Passageiros ficam ansiosos
A primeira vez ninguém esquece – mesmo que se for em uma segunda-feira, bem cedinho, no Centro de BH, e no transporte coletivo. A manhã dessa segunda-feira foi de novidade – com momentos de ansiedade – para muitos trabalhadores que fizeram a sua estreia no BRT/Move. No horário de pico, entre as 6h e as 8h, o clima era de tranquilidade nas estações das avenidas Santos Dumont e Paraná, embora ainda imperando a falta de informação e a relutância na hora de entrar no sistema que contempla o corredor da Avenida Cristiano Machado.
“Confesso que estava um pouco ansioso antes de entrar nesse ônibus articulado. Aliás, é a primeira vez na vida que ando num BRT”, disse, com bom humor, o funcionário público Elio Osmar Marcondes Reis, morador do Bairro Cidade Nova, na Região Nordeste. Acostumado a gastar cerca de uma hora, de casa até o trabalho, na área central da cidade, ele estava feliz por ter gasto menos de 15 minutos no trajeto. “De agora em diante, vida nova”, afirmou Elio, que considerou o sistema de transporte coletivo “prático e ágil”, bem diferente da linha 3503, ao qual está acostumado diariamente.

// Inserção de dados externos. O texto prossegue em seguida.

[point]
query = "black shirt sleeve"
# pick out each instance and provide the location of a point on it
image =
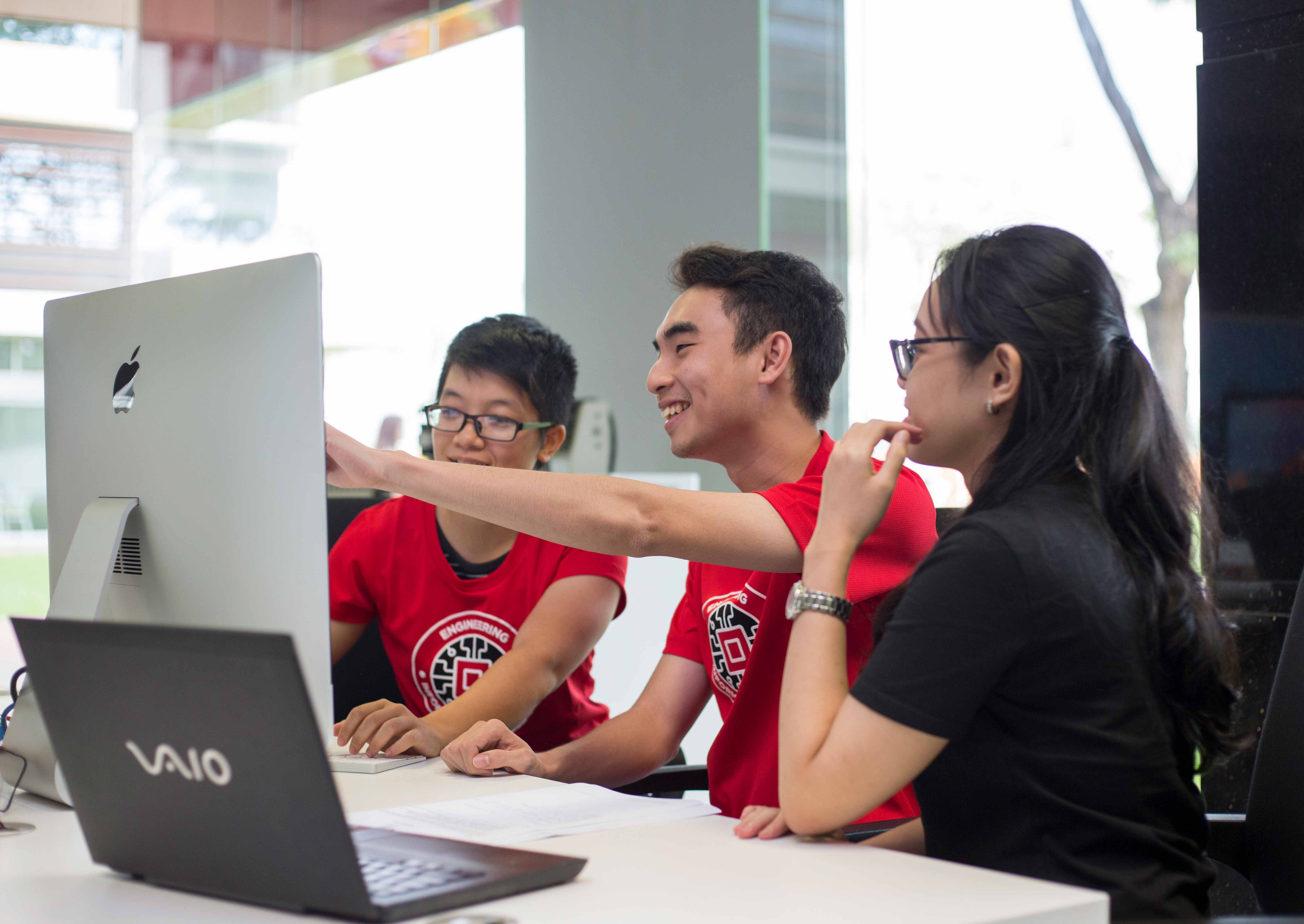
(956, 631)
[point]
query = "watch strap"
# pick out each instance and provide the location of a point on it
(822, 603)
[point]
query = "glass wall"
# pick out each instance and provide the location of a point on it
(1000, 118)
(806, 145)
(199, 136)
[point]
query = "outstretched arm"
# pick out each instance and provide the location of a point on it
(616, 517)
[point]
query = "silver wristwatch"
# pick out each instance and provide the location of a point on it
(801, 600)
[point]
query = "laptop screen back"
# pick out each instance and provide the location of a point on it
(194, 760)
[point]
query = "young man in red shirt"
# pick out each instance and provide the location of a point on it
(479, 621)
(747, 359)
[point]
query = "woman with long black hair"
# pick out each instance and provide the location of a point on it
(1054, 674)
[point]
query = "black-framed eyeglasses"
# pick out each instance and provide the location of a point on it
(903, 351)
(488, 427)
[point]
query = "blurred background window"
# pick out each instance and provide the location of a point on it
(179, 136)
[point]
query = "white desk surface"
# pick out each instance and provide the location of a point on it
(684, 871)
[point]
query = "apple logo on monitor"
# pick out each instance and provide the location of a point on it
(124, 385)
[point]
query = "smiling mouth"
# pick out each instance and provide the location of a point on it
(672, 411)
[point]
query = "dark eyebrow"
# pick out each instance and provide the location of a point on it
(450, 393)
(676, 330)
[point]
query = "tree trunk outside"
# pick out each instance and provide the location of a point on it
(1165, 315)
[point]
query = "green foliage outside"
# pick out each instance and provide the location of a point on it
(24, 586)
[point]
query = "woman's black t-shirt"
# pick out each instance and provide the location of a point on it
(1019, 640)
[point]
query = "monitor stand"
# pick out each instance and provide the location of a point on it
(80, 593)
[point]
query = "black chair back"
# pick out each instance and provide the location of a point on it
(1275, 816)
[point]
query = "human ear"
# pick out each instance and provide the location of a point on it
(776, 356)
(1006, 375)
(553, 440)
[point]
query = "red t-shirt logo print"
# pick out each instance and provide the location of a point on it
(456, 652)
(732, 633)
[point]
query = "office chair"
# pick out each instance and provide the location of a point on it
(1267, 844)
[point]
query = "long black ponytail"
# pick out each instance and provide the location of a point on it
(1091, 403)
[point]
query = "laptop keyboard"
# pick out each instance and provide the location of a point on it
(392, 882)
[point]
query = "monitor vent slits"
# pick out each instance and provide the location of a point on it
(128, 561)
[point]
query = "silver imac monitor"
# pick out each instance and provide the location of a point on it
(201, 399)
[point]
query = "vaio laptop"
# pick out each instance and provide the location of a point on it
(194, 763)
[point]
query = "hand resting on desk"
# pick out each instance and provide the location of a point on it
(492, 746)
(386, 726)
(762, 821)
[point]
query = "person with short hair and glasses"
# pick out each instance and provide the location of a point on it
(1054, 674)
(479, 621)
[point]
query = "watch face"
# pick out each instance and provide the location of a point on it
(791, 608)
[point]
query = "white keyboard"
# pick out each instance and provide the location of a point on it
(364, 764)
(393, 882)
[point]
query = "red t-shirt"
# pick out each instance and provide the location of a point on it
(733, 622)
(442, 633)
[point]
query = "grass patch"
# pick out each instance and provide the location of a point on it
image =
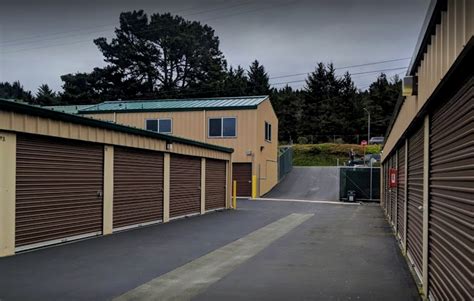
(328, 154)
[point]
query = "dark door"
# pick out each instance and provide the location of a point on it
(401, 191)
(242, 173)
(59, 186)
(451, 203)
(138, 186)
(415, 197)
(215, 184)
(185, 185)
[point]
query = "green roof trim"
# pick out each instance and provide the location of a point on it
(47, 113)
(70, 109)
(176, 105)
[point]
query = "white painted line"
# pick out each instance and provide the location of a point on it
(195, 277)
(307, 201)
(124, 228)
(56, 241)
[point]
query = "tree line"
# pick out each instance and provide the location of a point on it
(166, 56)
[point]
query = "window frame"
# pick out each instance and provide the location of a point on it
(222, 127)
(158, 125)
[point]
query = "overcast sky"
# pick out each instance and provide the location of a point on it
(41, 40)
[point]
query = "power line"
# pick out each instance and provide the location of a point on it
(365, 72)
(143, 31)
(193, 92)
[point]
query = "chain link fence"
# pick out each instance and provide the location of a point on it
(365, 181)
(285, 161)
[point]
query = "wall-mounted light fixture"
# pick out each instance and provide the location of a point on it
(410, 85)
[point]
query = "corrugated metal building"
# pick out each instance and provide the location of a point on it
(429, 154)
(66, 177)
(247, 124)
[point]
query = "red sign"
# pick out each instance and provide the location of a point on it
(393, 178)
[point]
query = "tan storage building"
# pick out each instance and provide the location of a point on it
(247, 124)
(65, 177)
(430, 148)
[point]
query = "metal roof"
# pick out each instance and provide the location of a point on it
(70, 109)
(195, 104)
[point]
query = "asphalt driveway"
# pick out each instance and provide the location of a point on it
(335, 252)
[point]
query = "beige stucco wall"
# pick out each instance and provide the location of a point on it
(193, 125)
(452, 35)
(23, 123)
(250, 134)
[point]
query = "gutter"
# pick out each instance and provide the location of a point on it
(55, 115)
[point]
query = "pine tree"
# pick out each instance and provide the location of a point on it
(258, 80)
(236, 82)
(45, 96)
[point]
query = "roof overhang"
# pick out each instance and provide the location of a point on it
(55, 115)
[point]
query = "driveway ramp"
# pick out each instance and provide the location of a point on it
(308, 183)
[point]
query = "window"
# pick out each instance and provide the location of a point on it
(163, 126)
(268, 131)
(222, 127)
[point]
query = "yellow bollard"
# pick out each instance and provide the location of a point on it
(254, 187)
(234, 195)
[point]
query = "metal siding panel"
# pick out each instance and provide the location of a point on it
(138, 186)
(451, 211)
(242, 173)
(393, 200)
(415, 197)
(57, 189)
(185, 185)
(401, 190)
(215, 184)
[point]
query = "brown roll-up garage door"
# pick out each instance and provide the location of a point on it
(185, 185)
(415, 197)
(138, 187)
(215, 184)
(242, 173)
(401, 191)
(389, 190)
(59, 186)
(451, 209)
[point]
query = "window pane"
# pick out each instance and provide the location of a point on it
(269, 132)
(266, 130)
(215, 127)
(152, 125)
(165, 125)
(229, 127)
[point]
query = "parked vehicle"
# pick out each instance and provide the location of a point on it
(376, 140)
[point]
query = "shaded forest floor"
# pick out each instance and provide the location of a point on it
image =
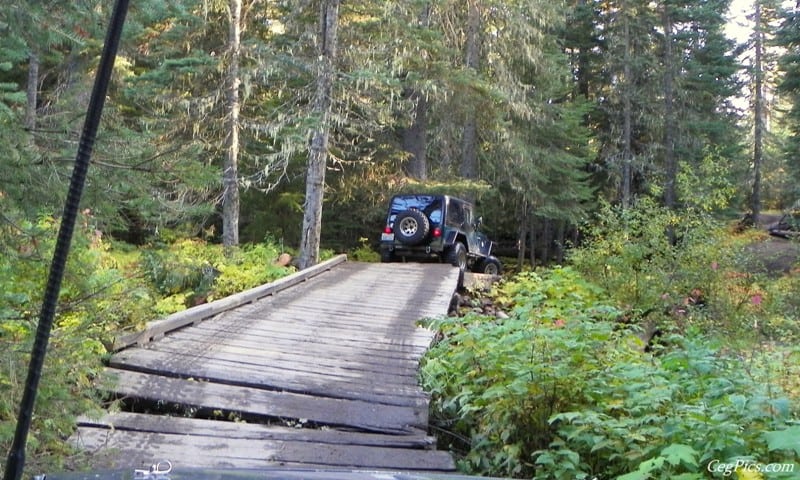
(773, 255)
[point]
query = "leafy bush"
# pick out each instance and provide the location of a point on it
(103, 292)
(191, 271)
(563, 390)
(96, 300)
(699, 279)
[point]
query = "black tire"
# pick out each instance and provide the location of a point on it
(490, 266)
(411, 227)
(457, 256)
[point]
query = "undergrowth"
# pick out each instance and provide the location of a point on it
(644, 358)
(107, 289)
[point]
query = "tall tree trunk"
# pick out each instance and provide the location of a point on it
(521, 234)
(318, 151)
(469, 141)
(560, 240)
(32, 92)
(670, 162)
(415, 137)
(230, 171)
(627, 113)
(758, 113)
(532, 236)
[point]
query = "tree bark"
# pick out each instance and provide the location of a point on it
(670, 162)
(627, 113)
(32, 92)
(469, 141)
(230, 171)
(521, 234)
(759, 111)
(318, 151)
(415, 138)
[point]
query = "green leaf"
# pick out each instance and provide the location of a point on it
(788, 439)
(677, 453)
(643, 472)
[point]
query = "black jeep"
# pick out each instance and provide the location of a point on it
(423, 227)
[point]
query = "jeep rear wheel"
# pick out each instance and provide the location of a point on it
(457, 256)
(490, 266)
(411, 227)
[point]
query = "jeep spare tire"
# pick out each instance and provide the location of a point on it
(411, 227)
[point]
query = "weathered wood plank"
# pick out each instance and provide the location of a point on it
(251, 401)
(291, 346)
(285, 328)
(321, 361)
(339, 349)
(134, 449)
(141, 422)
(193, 315)
(234, 373)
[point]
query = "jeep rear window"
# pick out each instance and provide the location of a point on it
(431, 205)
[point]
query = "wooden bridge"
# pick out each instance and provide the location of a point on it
(317, 370)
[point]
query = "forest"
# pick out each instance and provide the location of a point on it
(623, 154)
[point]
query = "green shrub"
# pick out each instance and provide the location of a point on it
(97, 299)
(562, 390)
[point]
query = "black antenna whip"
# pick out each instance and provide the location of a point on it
(16, 457)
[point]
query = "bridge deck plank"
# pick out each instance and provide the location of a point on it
(339, 351)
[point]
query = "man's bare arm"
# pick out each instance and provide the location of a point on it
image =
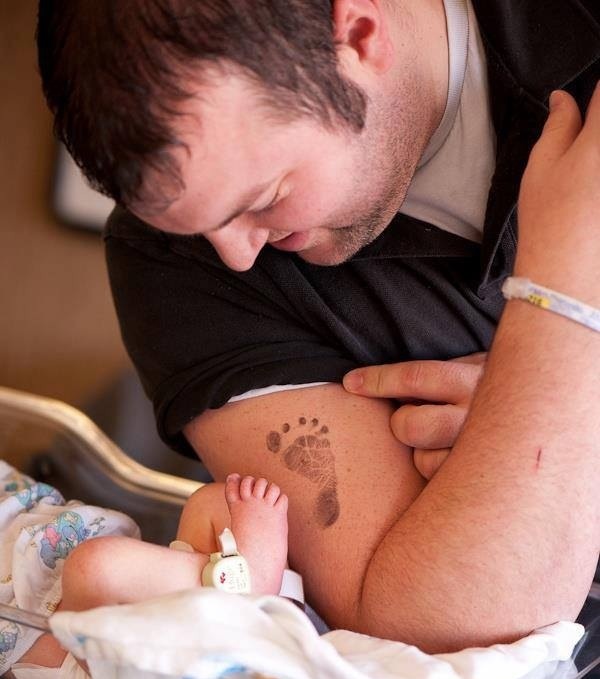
(508, 530)
(347, 478)
(505, 537)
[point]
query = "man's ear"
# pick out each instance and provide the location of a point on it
(362, 36)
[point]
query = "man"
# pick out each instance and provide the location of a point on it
(286, 134)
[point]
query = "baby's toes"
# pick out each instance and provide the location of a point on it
(272, 494)
(246, 487)
(232, 488)
(282, 503)
(260, 486)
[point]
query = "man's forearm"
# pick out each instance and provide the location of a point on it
(505, 537)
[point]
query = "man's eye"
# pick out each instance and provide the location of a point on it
(268, 207)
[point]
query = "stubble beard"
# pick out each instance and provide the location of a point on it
(396, 147)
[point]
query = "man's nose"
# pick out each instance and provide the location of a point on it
(239, 243)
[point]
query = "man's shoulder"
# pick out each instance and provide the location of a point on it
(544, 46)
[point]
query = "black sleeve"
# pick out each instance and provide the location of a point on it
(199, 333)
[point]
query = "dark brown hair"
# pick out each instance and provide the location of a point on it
(112, 73)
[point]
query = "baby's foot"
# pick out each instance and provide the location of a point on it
(259, 525)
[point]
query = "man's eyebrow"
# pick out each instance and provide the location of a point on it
(245, 203)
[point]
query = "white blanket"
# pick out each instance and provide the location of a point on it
(206, 634)
(38, 530)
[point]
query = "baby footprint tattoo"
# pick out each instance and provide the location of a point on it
(307, 451)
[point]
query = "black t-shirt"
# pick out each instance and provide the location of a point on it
(199, 333)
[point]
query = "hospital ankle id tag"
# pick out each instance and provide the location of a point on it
(227, 570)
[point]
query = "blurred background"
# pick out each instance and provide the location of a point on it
(59, 336)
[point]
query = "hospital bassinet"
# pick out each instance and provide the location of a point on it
(47, 438)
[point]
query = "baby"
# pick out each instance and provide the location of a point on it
(119, 570)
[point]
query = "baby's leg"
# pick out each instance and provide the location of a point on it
(116, 570)
(259, 525)
(204, 517)
(120, 570)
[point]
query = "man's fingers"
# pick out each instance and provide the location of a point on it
(475, 359)
(428, 462)
(592, 116)
(562, 127)
(428, 426)
(436, 381)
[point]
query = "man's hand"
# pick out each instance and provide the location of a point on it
(438, 393)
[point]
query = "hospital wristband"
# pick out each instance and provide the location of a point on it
(523, 288)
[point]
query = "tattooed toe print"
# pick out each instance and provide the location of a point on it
(307, 451)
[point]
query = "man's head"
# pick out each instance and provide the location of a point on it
(296, 122)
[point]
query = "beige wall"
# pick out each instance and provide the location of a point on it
(58, 333)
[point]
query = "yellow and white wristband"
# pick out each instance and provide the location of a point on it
(523, 288)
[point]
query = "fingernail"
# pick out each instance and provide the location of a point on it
(353, 381)
(555, 99)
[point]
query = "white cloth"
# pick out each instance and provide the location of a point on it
(38, 530)
(70, 669)
(450, 190)
(209, 634)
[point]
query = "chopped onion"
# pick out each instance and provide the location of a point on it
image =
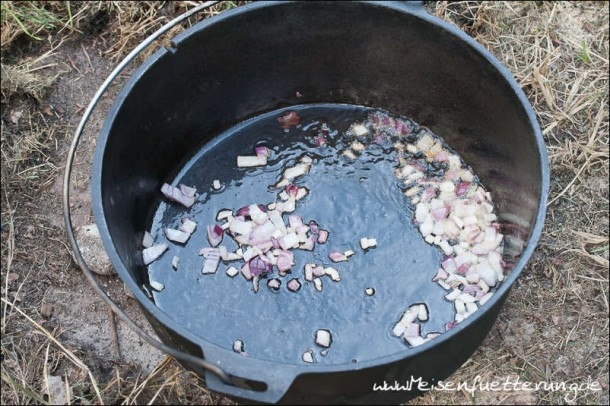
(322, 236)
(187, 225)
(232, 271)
(152, 253)
(333, 273)
(215, 235)
(293, 285)
(323, 338)
(274, 284)
(158, 286)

Para evitar surpresas desagradáveis, Elio procurou chegar mais cedo à estação, mas nem esperou cinco minutos e o ônibus chegou. “Paguei com o cartão BHBus. Achei o coletivo confortável, com ar-condicionado, e a única ressalva que faço é que o chão estava meio sujo”, disse o funcionário público. Durante a viagem, ele ficou impressionado ao ver o trânsito engarrafado na Avenida Cristiano Machado. “Tudo parado”, comentou, certo de que valeu a pena vencer a ansiedade e deixar de lado o estresse no trânsito.